With Pocahontas, Disney has tried to apply a real-life piece of folklore into their traditional fantasy formula with hit-and-miss results.

Although this is Disney’s 33rd full-length animated feature, it’s the first to be inspired by a real figure from history. Simply told, Pocahontas is the story of a Native American girl in 1607 who falls in love with the English sea captain John Smith, saving him from execution. And that’s about it. Disney has added a despicable villain, Governor Ratcliffe, who only wants to pillage the new world of its gold. Then there’s a 400-year-old mystical spirit, Grandmother Willow, who consults Pocahontas. Finally, of course, Pocahontas has cute animal friends who aid her–though, as noted before, they don’t talk, thus giving the movie whole new worlds of verisimilitude.

By trying to adapt the tale of Pocahontas for modern audiences, Disney took on quite a complex burden. Previously burned for its portrayal of Arabs in Aladdin, Disney had to make absolutely sure it wouldn’t offend Native Americans with its touchy tale of English conquest of Indian land. Thus running throughout the film are rather heavy-handed lessons about the effects of greed, prejudice, violence, misunderstanding and abuse of the environment. Although these are very important lessons–ones not being taught enough in these anti-politically-correct days–they make for a damn unwieldy cartoon. Where it should fly away on light breezes of whimsy, Pocahontas gets bogged down in sticky human muck.

Compounding this heavy story is Disney’s decision to venture into yet more new territory–characters with actual sex appeal. Certainly, Disney characters have fallen in love before, their cartoon features twinkling with delightful innocence. In Pocahontas, dare I say, they look downright … um … "hot." John Smith, voiced by Mel Gibson, is a square-jawed Harlequin hunk with flowing blond hair. Pocahontas is a voluptuous, high-cheekboned, exotic supermodel. (Warning to parents: when the characters kiss, their lips actually touch!) I applaud Disney for daring to have fully functional adult characters, but I have to wonder: do kids really want to see this?

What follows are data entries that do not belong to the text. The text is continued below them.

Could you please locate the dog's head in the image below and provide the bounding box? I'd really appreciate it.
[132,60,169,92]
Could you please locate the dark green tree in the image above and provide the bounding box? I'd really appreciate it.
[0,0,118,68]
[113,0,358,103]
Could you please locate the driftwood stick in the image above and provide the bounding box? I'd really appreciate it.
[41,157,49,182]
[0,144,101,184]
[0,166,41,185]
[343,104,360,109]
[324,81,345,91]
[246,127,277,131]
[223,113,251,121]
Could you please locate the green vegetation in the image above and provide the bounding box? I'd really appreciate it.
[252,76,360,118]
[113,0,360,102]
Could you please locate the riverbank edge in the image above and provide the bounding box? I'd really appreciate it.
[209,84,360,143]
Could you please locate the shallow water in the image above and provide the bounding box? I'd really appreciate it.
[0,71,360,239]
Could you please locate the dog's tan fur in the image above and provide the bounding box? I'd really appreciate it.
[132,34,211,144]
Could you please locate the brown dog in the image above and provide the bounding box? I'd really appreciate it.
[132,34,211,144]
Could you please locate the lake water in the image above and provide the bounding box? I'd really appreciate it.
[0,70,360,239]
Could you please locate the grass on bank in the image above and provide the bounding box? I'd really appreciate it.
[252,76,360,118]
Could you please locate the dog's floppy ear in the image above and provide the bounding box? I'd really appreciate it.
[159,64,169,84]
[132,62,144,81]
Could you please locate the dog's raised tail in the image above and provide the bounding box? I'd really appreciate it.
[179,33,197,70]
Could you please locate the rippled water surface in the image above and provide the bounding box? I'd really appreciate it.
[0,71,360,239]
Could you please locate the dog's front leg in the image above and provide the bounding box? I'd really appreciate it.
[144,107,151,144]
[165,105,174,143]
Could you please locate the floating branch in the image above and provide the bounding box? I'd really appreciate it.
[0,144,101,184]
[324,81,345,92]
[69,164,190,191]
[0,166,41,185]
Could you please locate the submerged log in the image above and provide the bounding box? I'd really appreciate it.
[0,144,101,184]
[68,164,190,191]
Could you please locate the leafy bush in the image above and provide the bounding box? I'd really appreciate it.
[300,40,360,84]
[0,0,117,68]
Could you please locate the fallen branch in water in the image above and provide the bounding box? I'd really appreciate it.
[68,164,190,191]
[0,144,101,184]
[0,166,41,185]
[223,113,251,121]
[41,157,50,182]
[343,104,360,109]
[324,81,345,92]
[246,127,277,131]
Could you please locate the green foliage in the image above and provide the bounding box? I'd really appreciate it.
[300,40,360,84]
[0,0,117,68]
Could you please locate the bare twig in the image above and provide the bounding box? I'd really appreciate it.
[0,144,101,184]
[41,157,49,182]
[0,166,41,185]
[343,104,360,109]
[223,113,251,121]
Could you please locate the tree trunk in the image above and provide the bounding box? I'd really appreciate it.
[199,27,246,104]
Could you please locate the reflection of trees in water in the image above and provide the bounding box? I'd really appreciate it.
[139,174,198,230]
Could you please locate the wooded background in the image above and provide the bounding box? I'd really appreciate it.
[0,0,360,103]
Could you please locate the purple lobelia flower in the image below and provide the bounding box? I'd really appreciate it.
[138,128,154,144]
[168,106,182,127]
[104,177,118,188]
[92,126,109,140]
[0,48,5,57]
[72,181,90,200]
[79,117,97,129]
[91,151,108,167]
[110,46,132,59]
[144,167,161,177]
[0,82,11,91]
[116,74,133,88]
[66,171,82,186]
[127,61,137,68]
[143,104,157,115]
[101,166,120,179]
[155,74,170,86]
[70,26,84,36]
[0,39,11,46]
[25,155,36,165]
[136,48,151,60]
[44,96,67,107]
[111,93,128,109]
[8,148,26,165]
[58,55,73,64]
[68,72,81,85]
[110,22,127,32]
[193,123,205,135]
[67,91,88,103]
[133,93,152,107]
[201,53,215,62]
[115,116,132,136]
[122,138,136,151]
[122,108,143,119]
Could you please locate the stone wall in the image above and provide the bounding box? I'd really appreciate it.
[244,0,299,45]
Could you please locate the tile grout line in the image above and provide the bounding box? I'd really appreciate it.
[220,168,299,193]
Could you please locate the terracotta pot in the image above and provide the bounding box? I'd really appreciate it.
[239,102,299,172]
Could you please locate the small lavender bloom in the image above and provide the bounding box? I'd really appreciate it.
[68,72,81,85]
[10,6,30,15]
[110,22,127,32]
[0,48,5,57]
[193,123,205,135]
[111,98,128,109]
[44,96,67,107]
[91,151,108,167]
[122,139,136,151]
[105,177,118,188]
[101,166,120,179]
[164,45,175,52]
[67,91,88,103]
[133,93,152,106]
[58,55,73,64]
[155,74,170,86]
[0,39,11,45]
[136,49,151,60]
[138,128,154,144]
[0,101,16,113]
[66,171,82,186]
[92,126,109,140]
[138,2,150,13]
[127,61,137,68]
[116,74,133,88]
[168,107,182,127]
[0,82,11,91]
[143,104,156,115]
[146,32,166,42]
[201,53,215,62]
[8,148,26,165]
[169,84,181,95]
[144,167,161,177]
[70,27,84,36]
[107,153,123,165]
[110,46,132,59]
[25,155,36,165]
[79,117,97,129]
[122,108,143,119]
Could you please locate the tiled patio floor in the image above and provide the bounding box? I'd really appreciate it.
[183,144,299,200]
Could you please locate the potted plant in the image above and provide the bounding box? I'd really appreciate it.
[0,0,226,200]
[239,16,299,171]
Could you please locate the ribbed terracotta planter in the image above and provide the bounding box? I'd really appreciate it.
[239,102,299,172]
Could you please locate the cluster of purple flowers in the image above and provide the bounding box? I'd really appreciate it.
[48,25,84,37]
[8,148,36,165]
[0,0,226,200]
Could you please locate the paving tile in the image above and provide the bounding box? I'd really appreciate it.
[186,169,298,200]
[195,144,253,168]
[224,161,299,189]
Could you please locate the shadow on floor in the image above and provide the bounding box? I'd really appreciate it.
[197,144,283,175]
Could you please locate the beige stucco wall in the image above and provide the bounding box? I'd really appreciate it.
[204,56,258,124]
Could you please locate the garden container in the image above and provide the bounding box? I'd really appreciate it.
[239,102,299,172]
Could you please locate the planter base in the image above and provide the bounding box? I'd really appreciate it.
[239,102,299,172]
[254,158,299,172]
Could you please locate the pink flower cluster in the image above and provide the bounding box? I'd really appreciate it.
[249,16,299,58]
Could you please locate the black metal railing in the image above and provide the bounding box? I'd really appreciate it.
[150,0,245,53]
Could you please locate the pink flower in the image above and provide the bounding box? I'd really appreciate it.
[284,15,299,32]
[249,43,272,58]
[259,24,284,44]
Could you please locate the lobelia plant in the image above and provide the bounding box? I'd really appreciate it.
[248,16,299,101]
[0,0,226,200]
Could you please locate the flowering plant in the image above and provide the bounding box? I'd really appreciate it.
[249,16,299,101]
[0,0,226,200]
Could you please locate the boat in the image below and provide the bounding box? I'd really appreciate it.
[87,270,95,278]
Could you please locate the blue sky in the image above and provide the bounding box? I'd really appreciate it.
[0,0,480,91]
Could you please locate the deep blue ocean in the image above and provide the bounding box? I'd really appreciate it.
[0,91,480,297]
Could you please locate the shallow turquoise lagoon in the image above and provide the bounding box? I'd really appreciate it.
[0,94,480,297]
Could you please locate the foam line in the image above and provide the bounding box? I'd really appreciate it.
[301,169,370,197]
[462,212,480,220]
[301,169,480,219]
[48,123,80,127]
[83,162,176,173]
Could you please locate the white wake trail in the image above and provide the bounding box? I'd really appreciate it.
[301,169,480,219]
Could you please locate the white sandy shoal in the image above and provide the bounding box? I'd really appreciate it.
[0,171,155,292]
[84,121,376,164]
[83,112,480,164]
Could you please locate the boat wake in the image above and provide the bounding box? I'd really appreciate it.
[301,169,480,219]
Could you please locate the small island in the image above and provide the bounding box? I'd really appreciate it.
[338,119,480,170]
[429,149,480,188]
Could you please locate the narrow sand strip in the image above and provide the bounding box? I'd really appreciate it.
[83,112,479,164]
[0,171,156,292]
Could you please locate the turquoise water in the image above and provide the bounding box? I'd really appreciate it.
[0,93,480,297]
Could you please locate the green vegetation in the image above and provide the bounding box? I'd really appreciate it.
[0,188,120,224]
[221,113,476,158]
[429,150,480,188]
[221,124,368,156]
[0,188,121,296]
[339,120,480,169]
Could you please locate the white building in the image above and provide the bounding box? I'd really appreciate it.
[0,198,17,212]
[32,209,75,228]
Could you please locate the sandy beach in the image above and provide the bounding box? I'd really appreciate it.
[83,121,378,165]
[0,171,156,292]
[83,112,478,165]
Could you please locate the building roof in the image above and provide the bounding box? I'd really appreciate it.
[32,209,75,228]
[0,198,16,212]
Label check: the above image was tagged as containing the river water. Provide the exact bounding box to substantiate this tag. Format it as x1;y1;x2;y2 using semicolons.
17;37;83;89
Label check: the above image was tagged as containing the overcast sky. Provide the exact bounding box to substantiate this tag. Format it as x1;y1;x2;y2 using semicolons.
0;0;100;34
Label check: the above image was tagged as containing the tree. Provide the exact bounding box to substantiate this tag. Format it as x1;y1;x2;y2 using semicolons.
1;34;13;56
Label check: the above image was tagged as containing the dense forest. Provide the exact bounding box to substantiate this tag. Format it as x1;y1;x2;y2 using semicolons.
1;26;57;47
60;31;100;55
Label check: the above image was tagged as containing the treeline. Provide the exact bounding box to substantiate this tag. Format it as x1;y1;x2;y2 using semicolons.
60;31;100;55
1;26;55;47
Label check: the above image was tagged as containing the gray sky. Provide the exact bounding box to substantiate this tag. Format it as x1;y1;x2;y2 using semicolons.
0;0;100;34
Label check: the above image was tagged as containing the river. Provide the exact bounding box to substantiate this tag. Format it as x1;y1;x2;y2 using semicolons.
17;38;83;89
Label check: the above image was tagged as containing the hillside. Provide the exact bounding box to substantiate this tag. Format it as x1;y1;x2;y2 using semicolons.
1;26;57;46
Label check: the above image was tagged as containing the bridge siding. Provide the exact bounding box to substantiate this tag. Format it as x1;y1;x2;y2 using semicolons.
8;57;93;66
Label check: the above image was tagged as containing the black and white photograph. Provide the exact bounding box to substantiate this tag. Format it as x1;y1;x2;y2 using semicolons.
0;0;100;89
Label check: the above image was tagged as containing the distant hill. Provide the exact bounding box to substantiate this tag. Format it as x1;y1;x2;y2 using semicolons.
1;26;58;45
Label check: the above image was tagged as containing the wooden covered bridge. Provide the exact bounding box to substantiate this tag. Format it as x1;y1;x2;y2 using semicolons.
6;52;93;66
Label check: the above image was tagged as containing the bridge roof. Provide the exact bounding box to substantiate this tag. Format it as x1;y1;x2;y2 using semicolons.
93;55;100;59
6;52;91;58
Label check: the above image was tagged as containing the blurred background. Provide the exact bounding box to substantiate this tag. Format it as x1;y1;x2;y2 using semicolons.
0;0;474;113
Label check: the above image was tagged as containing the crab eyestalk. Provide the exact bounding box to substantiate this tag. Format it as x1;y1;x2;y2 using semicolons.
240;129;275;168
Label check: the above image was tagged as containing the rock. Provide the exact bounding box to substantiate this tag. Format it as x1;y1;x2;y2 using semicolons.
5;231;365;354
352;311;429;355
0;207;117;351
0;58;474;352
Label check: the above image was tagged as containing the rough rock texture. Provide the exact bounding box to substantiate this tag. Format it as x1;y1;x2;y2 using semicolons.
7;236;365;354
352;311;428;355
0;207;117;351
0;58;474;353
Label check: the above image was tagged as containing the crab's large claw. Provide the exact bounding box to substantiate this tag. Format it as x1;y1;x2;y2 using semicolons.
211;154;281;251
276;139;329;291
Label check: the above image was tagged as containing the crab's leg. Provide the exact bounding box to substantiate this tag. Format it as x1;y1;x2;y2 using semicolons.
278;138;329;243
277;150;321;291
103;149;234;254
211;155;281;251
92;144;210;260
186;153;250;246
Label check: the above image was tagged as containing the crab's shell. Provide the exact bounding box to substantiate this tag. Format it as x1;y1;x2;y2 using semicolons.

I doubt it. Thankfully, Disney manages to imbue the voiceless critters with more life than any of the human characters, and gives Pocahontas a modicum of entertainment value (besides, of course, all that great animation, music, blah, blah, blah). Meeko the ravenous raccoon does some wonderful silent bits of comedy, and his sidekick Flit the hummingbird adds much-needed laughs as well. Children will no doubt love them, just as calculated.

By no means a failure, Pocahontas is a mixed bag of highs and middle-lows. Some day it would be nice to see Disney really try a whole new formula for animated feature films, instead of simply twisting up the one they’ve got–it would probably result in a much more cohesive piece of entertainment.